Cubs manager Joe Maddon said before Wednesday’s game that the Cubs could revisit on Friday the configuration of a roster that carried an extra pitcher for much of the week and suggested Bryant could be a possibility, depending on the needs of the club.

Baseball America’s 2014 Minor League Player of the Year – who played some left field during spring training — is expected to be the everyday third baseman until further notice.

He joins a first-place team off to its best start in six years, and Maddon said he expects good things from Bryant, based on what he saw of the 6-foot-5 slugger but wants to keep the inevitable hype firmly outside the kid’s head.

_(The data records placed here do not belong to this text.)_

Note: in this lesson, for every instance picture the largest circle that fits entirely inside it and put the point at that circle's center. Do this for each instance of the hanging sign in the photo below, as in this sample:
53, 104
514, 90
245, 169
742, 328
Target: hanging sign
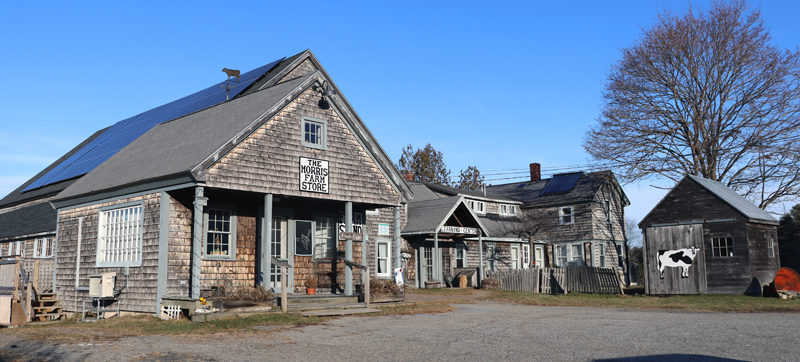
459, 230
313, 175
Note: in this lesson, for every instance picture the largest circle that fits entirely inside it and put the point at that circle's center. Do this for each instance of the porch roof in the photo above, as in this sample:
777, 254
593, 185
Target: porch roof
427, 217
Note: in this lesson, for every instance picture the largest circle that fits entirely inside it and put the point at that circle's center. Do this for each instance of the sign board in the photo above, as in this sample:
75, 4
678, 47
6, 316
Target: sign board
459, 230
313, 175
383, 229
344, 235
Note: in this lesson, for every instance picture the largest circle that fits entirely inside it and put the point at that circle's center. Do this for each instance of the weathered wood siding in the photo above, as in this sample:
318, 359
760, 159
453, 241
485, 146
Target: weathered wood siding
140, 292
268, 160
179, 264
672, 238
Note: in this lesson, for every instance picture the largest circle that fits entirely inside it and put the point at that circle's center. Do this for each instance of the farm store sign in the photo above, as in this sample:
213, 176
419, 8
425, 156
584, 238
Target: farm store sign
313, 175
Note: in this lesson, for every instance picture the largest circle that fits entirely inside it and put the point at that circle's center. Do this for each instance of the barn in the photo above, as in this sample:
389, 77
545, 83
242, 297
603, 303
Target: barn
703, 237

“The thing I like to do with young players like that is to really just try to emphasize, ‘You’re just one of a group,’ “ the manager said. “I’ve been around prodigies before, and part of [the adjustment] is the rhetoric; that would be the rhetoric from within.

“The rhetoric from outside is going to be glamorous, glorious, whatever hyperbole, whatever you want to call it. From within, it’s got to be real.”

What Maddon doesn’t seem to be concerned with is the likelihood Bryant might struggle as he starts his big league career – even though he didn’t get the same big-league taste late last season that Baez, Soler, Arismendy Alcantara and others did.

“Oftentimes when a young guy comes up there’s that naïvete about it that permits you to perform like you always have performed,” Maddon said, “and I love when the guy’s able to maintain that level of naïve-ness because once he starts getting too sophisticated and starts to overanalyze the thing, that’s when it could possibly become a problem.”